Later in the week a project meeting for CAM-ML revealed that we had actually been modifying the wrong part of the CESM source.
However, my greatly improved understanding of the code achieved in the previous week allowed me to efficiently pivot to achieve a coupling that could be run from the correct place, piggybacked to the existing parameterisation.
Whilst the numbers and stability were not where we wanted them to be, this was a big step setting me up for the process of debugging on my return to Cambridge.
[I note, whilst finalising this article in May, that following this we now have the CAM-ML parameterisation running stably in our CAM test-case producing plausible results!]
Outside of the coding, another great benefit to my visit were the many useful lunches, coffees, and beers I had to organically meet various people. It was great to hear about and discuss work at NCAR all the way from hardware decisions and procurement up to development of a 'truly' open-source AI numerical weather forecasting model.
One of these such meetings has already delivered, with David John Gagne visiting ICCS in May to deliver a talk and discuss our shared interests and potential future collaborations.
These sorts of discussions are something I love about this work and something that the environment of Cambridge is especially geared towards. Sitting down to chat with a diverse array of people from completely different fields who have answers to problems you didn't even know you had is something our partnership with Queens' College is particularly useful in facilitating.
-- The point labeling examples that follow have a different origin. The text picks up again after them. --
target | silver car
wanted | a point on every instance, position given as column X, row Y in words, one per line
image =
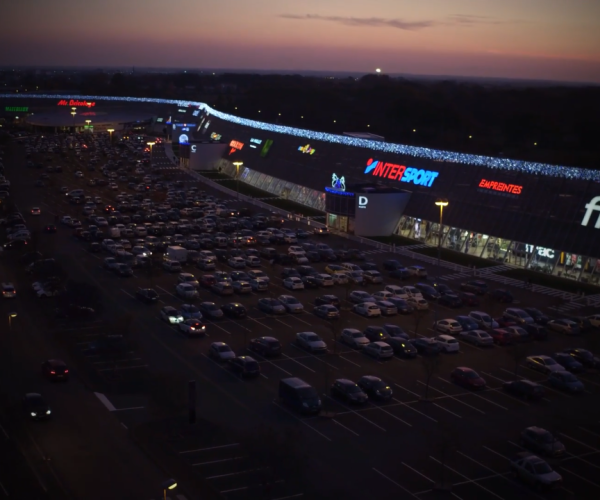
column 311, row 342
column 292, row 304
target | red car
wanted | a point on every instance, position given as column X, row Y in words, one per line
column 467, row 377
column 501, row 336
column 207, row 280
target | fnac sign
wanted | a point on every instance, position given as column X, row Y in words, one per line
column 401, row 173
column 79, row 104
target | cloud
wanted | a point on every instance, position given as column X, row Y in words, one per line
column 465, row 20
column 364, row 21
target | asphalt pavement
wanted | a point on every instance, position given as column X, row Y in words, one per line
column 405, row 448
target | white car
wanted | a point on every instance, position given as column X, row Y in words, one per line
column 8, row 291
column 292, row 304
column 237, row 263
column 359, row 296
column 449, row 326
column 448, row 343
column 379, row 350
column 477, row 337
column 188, row 278
column 354, row 338
column 186, row 291
column 368, row 309
column 293, row 283
column 311, row 342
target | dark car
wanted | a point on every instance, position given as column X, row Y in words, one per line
column 245, row 366
column 524, row 388
column 502, row 295
column 234, row 310
column 402, row 347
column 348, row 391
column 55, row 369
column 467, row 323
column 392, row 264
column 36, row 406
column 375, row 388
column 476, row 286
column 467, row 377
column 376, row 333
column 265, row 346
column 538, row 316
column 427, row 346
column 147, row 295
column 469, row 299
column 310, row 282
column 568, row 362
column 585, row 357
column 450, row 300
column 327, row 299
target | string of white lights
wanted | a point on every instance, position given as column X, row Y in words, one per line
column 384, row 147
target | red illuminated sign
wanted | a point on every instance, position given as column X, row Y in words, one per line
column 73, row 102
column 235, row 146
column 501, row 186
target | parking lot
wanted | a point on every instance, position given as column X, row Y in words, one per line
column 431, row 435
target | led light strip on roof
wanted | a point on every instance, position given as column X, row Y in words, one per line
column 387, row 147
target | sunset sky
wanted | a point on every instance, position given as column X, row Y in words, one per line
column 541, row 39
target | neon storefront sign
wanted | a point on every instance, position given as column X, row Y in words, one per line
column 78, row 104
column 401, row 173
column 501, row 186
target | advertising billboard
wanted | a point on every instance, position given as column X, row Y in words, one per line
column 378, row 214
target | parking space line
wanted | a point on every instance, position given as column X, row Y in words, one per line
column 417, row 472
column 465, row 477
column 580, row 477
column 302, row 421
column 395, row 483
column 347, row 428
column 452, row 397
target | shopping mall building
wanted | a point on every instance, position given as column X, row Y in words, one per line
column 539, row 216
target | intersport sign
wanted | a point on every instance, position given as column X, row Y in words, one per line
column 402, row 173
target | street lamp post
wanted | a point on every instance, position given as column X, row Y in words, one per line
column 169, row 484
column 442, row 203
column 237, row 164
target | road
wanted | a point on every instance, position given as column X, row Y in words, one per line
column 382, row 450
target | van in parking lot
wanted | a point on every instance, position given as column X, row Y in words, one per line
column 299, row 395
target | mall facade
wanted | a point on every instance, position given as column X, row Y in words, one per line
column 538, row 216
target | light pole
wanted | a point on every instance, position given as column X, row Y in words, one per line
column 442, row 203
column 238, row 164
column 169, row 484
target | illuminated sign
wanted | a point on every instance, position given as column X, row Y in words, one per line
column 541, row 251
column 401, row 173
column 235, row 146
column 501, row 186
column 73, row 102
column 590, row 208
column 338, row 183
column 307, row 150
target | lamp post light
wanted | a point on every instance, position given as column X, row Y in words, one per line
column 237, row 164
column 442, row 203
column 169, row 484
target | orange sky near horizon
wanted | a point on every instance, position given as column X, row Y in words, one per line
column 539, row 39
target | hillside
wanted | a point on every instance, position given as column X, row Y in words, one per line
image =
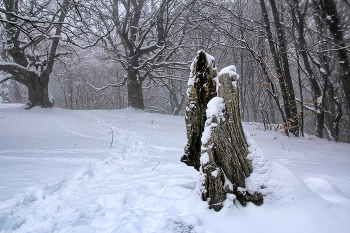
column 119, row 171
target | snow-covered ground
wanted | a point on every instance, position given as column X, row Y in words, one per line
column 119, row 171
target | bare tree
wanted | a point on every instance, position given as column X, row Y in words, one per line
column 31, row 44
column 144, row 37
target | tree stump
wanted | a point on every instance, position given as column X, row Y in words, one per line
column 201, row 89
column 219, row 144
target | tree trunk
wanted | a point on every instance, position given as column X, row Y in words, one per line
column 38, row 93
column 134, row 86
column 216, row 141
column 328, row 11
column 224, row 161
column 289, row 96
column 201, row 89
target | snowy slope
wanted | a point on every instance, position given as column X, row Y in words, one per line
column 119, row 171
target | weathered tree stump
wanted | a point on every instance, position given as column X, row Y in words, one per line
column 201, row 89
column 219, row 146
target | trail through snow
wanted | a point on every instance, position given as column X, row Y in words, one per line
column 119, row 171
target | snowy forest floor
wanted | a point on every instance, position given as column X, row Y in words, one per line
column 119, row 171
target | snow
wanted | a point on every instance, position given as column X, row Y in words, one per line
column 230, row 70
column 59, row 174
column 215, row 108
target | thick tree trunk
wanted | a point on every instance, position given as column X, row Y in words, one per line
column 38, row 93
column 329, row 13
column 289, row 96
column 224, row 161
column 216, row 141
column 134, row 85
column 200, row 91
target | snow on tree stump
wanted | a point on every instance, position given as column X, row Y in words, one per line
column 201, row 89
column 215, row 134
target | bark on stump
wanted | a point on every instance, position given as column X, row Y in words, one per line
column 219, row 145
column 201, row 89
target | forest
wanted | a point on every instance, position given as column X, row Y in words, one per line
column 292, row 57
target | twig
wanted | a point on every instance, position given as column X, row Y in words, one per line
column 112, row 137
column 284, row 147
column 156, row 166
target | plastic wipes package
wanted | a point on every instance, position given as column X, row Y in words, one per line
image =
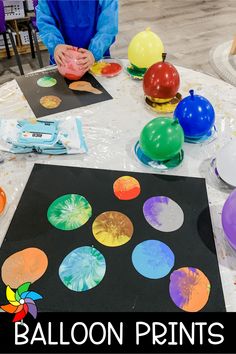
column 54, row 137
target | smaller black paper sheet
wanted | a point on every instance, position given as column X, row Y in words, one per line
column 69, row 99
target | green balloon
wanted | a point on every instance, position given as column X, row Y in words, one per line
column 162, row 138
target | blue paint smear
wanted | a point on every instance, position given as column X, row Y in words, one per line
column 153, row 259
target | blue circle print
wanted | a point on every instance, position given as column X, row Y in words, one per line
column 82, row 269
column 153, row 259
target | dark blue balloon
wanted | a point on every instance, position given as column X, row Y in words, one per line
column 196, row 115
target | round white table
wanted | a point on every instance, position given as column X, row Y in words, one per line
column 112, row 128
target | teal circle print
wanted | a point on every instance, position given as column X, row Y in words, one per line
column 153, row 259
column 46, row 81
column 69, row 212
column 82, row 269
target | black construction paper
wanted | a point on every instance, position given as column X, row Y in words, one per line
column 70, row 99
column 122, row 288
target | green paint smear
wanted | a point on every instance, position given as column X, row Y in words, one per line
column 136, row 72
column 69, row 212
column 46, row 81
column 82, row 269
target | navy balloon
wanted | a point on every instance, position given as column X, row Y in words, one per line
column 196, row 115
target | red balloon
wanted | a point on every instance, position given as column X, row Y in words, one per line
column 71, row 69
column 161, row 80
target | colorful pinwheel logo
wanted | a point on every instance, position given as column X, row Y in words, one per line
column 21, row 302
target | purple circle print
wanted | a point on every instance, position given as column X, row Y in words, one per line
column 163, row 213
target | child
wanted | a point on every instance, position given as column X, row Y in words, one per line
column 90, row 25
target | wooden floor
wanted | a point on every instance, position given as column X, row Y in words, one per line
column 188, row 29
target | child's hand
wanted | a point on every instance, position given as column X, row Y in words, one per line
column 60, row 53
column 86, row 59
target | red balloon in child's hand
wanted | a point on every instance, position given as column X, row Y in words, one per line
column 71, row 68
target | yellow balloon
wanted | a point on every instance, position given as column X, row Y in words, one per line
column 145, row 49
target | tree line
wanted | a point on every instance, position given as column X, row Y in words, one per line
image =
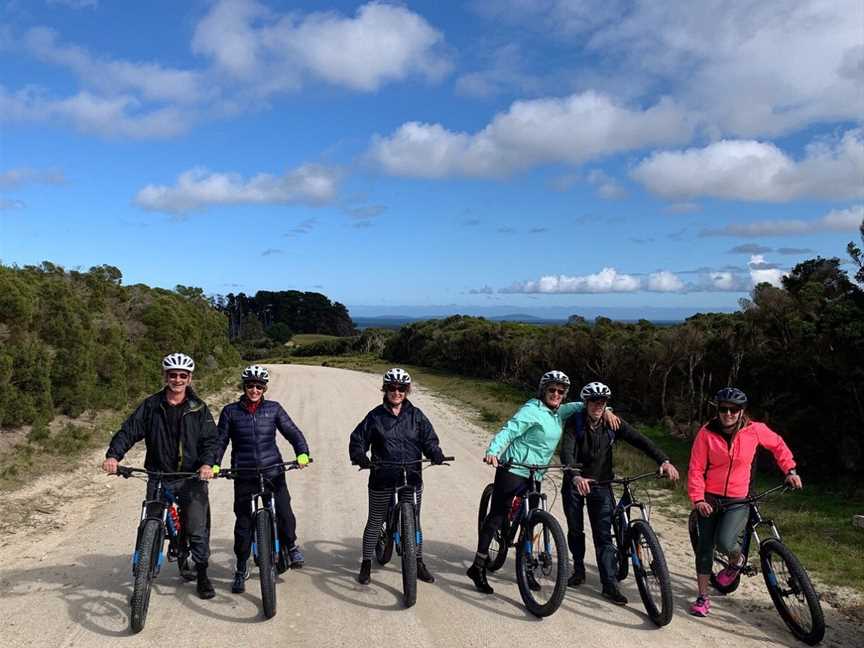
column 72, row 341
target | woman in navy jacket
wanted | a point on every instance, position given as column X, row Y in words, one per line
column 250, row 426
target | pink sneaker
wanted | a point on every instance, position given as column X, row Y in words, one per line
column 701, row 606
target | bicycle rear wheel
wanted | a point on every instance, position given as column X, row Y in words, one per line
column 266, row 566
column 541, row 564
column 498, row 546
column 148, row 551
column 408, row 540
column 651, row 572
column 792, row 592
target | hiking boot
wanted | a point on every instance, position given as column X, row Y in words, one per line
column 423, row 573
column 365, row 571
column 577, row 578
column 478, row 574
column 612, row 593
column 204, row 586
column 701, row 606
column 296, row 557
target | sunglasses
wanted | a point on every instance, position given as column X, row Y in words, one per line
column 728, row 410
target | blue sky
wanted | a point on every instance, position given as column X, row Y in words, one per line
column 542, row 153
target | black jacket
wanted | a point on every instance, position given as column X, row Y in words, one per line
column 253, row 436
column 197, row 444
column 593, row 448
column 406, row 437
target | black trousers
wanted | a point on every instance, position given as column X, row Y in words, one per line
column 600, row 503
column 193, row 500
column 244, row 489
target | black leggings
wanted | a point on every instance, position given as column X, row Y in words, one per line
column 287, row 523
column 507, row 486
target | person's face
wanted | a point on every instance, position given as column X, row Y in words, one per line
column 553, row 394
column 177, row 380
column 596, row 408
column 395, row 393
column 729, row 414
column 254, row 390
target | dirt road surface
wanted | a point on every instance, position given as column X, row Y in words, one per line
column 65, row 575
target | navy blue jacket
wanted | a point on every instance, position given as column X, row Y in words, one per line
column 253, row 436
column 406, row 437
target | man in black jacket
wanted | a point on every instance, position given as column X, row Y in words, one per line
column 180, row 436
column 588, row 441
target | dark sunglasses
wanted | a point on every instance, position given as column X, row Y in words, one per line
column 728, row 410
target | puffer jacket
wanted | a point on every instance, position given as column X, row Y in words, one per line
column 406, row 437
column 196, row 447
column 720, row 468
column 253, row 436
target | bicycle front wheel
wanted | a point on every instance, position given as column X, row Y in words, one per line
column 408, row 539
column 651, row 572
column 541, row 564
column 266, row 564
column 498, row 546
column 147, row 558
column 792, row 592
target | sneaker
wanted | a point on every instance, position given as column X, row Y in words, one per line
column 725, row 577
column 365, row 572
column 296, row 557
column 612, row 593
column 478, row 575
column 701, row 606
column 423, row 573
column 577, row 578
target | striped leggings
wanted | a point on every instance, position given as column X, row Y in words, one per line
column 379, row 501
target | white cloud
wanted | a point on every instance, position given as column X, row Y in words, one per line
column 198, row 188
column 837, row 220
column 381, row 43
column 758, row 171
column 540, row 131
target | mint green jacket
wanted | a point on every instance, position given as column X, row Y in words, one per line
column 531, row 435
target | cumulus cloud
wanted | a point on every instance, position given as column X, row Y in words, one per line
column 758, row 171
column 379, row 44
column 197, row 189
column 17, row 178
column 837, row 220
column 540, row 131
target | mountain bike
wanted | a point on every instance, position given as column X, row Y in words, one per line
column 637, row 544
column 269, row 554
column 400, row 529
column 541, row 547
column 787, row 581
column 160, row 520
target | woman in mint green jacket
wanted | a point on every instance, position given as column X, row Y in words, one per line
column 531, row 436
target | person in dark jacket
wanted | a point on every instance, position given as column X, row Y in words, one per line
column 588, row 441
column 180, row 436
column 250, row 426
column 396, row 431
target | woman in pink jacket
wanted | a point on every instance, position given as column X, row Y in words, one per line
column 720, row 466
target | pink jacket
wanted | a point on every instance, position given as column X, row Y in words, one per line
column 717, row 468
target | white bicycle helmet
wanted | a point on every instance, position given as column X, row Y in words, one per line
column 255, row 373
column 397, row 376
column 178, row 361
column 551, row 377
column 595, row 391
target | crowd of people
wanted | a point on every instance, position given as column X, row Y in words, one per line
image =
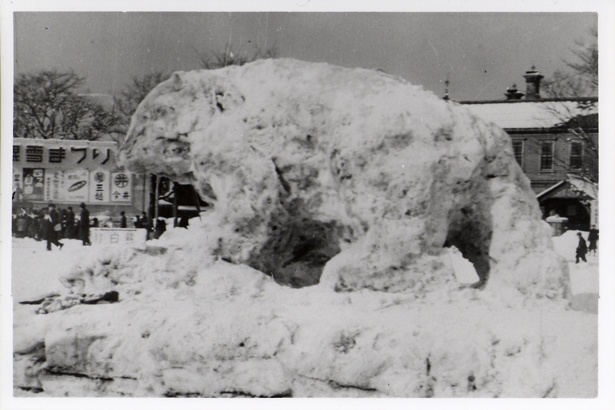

A key takeaway from my visit was that, for me, there really is no substitute for 2-3 people being sat around one screen or the ability to wander to someone's office to ask them a 5 minute question over coffee. I'm looking forward to the X-VESRI meeting and summer school later this year for more of this style of working.
As a footnote I was also incredibly lucky to have the Easter weekend to hike the flatirons before exploring Boulder and Nederland.
References:
Heuer, Helge, Mierk Schwabe, Pierre Gentine, Marco A Giorgetta, and Veronika Eyring. 2023. “Interpretable Multiscale Machine Learning-Based Parameterizations of Convection for ICON.” arXiv Preprint arXiv:2311.03251.
Mansfield, Laura A, and Aditi Sheshadri. 2024. “Uncertainty Quantification of a Machine Learning Subgrid-Scale Parameterization for Atmospheric Gravity Waves.” Authorea Preprints.